Time Warner Inc. (TWX) led Beal’s picks, rising some 25%, from $17.15 to $21.55. Last August, after the company reported its second quarter earnings, the stock price jumped to $20 for the first time since 2002. “The company has done what I suspected it would do,” says Beal. “I would hold on to the stock because it still has room to grow.”
Also experiencing a significant appreciation were shares of the independent film studio Lionsgate Entertainment Corp. (LGF). Investors enjoyed a 24.5% return as shares climbed from $9.20 to $11.45. At the Academy Awards last year, the Lionsgate film Crash won the Oscar for Best Picture, which helped generate two consecutive years of $300 million-plus domestic box office earnings. “I continue to be optimistic,” Beal says. “I think you’re looking at a company that could be a $15 stock.”
Beal also chose 24/7 Real Media Inc. (TFSM), a leading global Internet advertising company, but it wasn’t a big performer4posting a modest gain of 4.9%, from $9.48 to $9.80. “I thought this stock would be a mini-Google because it basically was into advertising space on the Internet,” Beal says. Even though the stock hasn’t performed well, he maintains a positive outlook.
Investors have reason to be optimistic about Sirius Satellite Radio Inc. (SIRI) since the company announced a $13.6 billion stock-swap merger with XM Satellite Radio Holdings Inc. Beal says that when the expected merger was delayed, investors penalized both stocks. Shares of Sirius fell 36.8%, from $5.92 to $3.74. At the end of 2006, the company touted a subscriber base of 6 million, up 82% from the year prior.
But Sirius investors shouldn’t get ahead of themselves since the merger must still obtain regulatory approval. Yet, Beal says he remains “fairly bullish” on the stock and would advise investors to hold on to their shares.

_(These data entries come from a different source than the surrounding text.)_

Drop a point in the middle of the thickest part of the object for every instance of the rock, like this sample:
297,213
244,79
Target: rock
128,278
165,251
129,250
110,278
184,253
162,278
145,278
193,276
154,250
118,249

The real drain on the portfolio was the one non-media pick. Shares of biopharmaceutical company AVI BioPharma Inc. (AVII) dropped a staggering 61.5%, falling from $7.41 to $2.85. Last May, the company’s stock price plummeted after it reported disappointing trials of its hepatitis C drug (AVI-4065). Beal says part of the attraction was that many investors thought AVI BioPharma may have been a candidate for acquisition, but he would now tell investors to sell and cut their losses.